Knot is intended to be a portrait of lust, its players stripped bare of human circumstances and identities, and placed in a Petri-dish full of ropes or, in the second half, a giant clear-plastic box modelled on an Amsterdam prostitute's shop window.
Colker has taken her task almost too seriously (to the extent of bringing in a philosophy professor to influence her choreography), however this is a hard nut to crack, and in this respect Colker's strangely clinical production simply doesn't deliver.
Given such a tall mandate, though, it all starts quite promisingly. The curtain rises on a giant tree made up of 120 ropes, which then break apart and spend the next thirty minutes tangled around various combinations of dancers and each other - and the athleticism on display is stunning.
The loud and energetic score is full of thumping breakbeats, Samba rhythms and Vaudeville interspersed with moments of classical tranquillity, as the dancers tie each other up in all manner of intricate and expertly choreographed combinations.
As the first act develops, the ropes become less important, the knots become writhing tangles of highly toned human flesh.

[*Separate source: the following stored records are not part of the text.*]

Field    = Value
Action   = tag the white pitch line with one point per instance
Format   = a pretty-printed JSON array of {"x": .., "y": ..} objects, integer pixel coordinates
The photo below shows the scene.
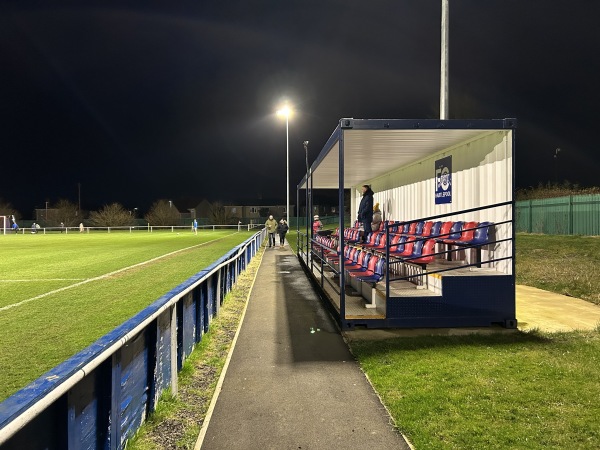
[{"x": 106, "y": 275}]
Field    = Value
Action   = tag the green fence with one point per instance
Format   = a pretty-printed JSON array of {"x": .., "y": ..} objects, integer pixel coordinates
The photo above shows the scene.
[{"x": 575, "y": 214}]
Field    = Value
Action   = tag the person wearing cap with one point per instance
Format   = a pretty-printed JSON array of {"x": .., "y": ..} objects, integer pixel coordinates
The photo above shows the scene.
[
  {"x": 271, "y": 226},
  {"x": 365, "y": 211},
  {"x": 317, "y": 225},
  {"x": 282, "y": 230}
]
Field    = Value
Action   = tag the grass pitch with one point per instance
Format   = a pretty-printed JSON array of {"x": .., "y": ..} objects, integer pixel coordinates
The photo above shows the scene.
[{"x": 59, "y": 293}]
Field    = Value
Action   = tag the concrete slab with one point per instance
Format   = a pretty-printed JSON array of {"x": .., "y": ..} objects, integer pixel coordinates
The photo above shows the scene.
[
  {"x": 552, "y": 312},
  {"x": 292, "y": 382}
]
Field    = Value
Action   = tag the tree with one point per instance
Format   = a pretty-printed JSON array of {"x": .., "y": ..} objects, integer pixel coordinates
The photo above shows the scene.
[
  {"x": 113, "y": 215},
  {"x": 6, "y": 209},
  {"x": 66, "y": 212},
  {"x": 163, "y": 213},
  {"x": 219, "y": 215}
]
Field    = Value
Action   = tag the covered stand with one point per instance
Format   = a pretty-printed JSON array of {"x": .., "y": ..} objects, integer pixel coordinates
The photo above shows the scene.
[{"x": 443, "y": 256}]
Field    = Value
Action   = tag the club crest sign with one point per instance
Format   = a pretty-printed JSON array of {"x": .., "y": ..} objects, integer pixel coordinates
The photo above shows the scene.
[{"x": 443, "y": 180}]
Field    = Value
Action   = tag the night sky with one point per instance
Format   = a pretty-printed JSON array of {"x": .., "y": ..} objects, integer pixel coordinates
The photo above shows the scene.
[{"x": 139, "y": 101}]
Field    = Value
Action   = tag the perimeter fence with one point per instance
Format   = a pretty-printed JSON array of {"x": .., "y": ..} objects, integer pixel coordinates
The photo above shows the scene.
[{"x": 571, "y": 215}]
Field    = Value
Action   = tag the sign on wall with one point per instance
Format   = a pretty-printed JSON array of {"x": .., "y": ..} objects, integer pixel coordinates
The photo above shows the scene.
[{"x": 443, "y": 180}]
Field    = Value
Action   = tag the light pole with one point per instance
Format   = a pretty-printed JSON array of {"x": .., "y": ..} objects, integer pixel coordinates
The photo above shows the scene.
[
  {"x": 444, "y": 62},
  {"x": 556, "y": 152},
  {"x": 286, "y": 112}
]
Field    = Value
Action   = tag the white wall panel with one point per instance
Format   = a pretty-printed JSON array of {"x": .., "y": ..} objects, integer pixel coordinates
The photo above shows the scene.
[{"x": 481, "y": 175}]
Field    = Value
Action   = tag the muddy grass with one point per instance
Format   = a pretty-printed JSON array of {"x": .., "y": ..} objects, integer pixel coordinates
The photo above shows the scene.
[{"x": 177, "y": 421}]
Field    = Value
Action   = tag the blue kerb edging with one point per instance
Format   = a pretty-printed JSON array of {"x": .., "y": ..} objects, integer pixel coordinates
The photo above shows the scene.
[{"x": 22, "y": 400}]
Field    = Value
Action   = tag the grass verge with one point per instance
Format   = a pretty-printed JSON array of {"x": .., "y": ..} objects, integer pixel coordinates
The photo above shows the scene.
[
  {"x": 177, "y": 421},
  {"x": 517, "y": 391}
]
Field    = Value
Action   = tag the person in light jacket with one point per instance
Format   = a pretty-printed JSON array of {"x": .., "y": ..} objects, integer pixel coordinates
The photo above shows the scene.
[
  {"x": 271, "y": 226},
  {"x": 282, "y": 230},
  {"x": 365, "y": 211}
]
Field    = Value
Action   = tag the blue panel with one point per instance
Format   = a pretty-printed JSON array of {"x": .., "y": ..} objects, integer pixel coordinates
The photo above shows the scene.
[
  {"x": 47, "y": 431},
  {"x": 212, "y": 296},
  {"x": 133, "y": 400},
  {"x": 205, "y": 301},
  {"x": 198, "y": 300},
  {"x": 89, "y": 408},
  {"x": 189, "y": 324},
  {"x": 466, "y": 301}
]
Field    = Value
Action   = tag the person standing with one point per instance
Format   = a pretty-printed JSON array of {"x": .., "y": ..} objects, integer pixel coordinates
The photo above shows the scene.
[
  {"x": 317, "y": 224},
  {"x": 282, "y": 230},
  {"x": 365, "y": 211},
  {"x": 271, "y": 226}
]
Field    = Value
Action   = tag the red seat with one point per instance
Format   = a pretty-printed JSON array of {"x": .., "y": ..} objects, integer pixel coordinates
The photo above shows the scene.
[
  {"x": 427, "y": 254},
  {"x": 427, "y": 228}
]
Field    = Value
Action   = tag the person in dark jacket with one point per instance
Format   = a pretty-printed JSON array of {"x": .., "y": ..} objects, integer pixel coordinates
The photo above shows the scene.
[
  {"x": 282, "y": 229},
  {"x": 365, "y": 211}
]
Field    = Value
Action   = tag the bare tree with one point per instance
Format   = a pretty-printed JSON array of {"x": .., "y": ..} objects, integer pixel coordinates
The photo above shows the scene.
[
  {"x": 219, "y": 215},
  {"x": 163, "y": 213},
  {"x": 113, "y": 215},
  {"x": 6, "y": 209},
  {"x": 66, "y": 212}
]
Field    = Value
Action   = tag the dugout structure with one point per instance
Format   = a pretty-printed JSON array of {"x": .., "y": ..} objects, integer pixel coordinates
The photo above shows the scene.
[{"x": 445, "y": 250}]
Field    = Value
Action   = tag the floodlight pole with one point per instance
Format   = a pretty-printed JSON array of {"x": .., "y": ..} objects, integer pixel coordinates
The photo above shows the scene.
[
  {"x": 306, "y": 192},
  {"x": 287, "y": 143},
  {"x": 444, "y": 62}
]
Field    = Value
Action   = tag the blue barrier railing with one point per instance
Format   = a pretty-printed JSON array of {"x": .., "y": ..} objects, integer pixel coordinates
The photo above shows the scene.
[{"x": 98, "y": 398}]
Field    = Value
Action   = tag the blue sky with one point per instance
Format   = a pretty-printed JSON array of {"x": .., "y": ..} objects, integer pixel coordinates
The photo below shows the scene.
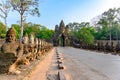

It should be sexy as hell. However most of these human knots, these bodies curling in and out of each others' entanglements, are utterly dwarfed by the large canvas of the stage. The four dancers tangled in a ball together may, individually, have been moving from dominance to submission, or resistance to surrender, but the audience see only a knot of limbs as the dancers are just too far away.
Maybe, on an intimate studio stage, this would feel like a powerful, dangerous and intoxicating treatise on the nature of desire. As it is, what we have is a stunningly executed production on the aesthetics of, well, knots.
The second half does away with the rope and replaces it with the aforementioned red-framed plastic box. This adds focus to the tableau on stage, better framing some of the gravity-defying acrobatics, however the problems remain. Despite all its impressive moments, Knot is a clinical and aimless affair, with little sense of form, structure or narrative.
This is an unavoidable concern, even for the purest aesthete, when portraying desire. Even without the added languages of bondage, domination and voyeurism spoken here, desire should denote a sense of danger; the fear of surrendering to an instinct you might not be able to control, or the thrill of inhibitions abandoned. Unfortunately, though Knot is technically competent, it just isn't all that thrilling.
The most effective dramatic note is at the end of the second act, when a male and female dancer simply sit and share an embrace within the plastic box - it's a rare moment that actually embodies genuine human intimacy.
That's the key problem here: as a purely aesthetic composition, Knot almost works - but as an essay on desire it is just too devoid of human passion to arouse the senses.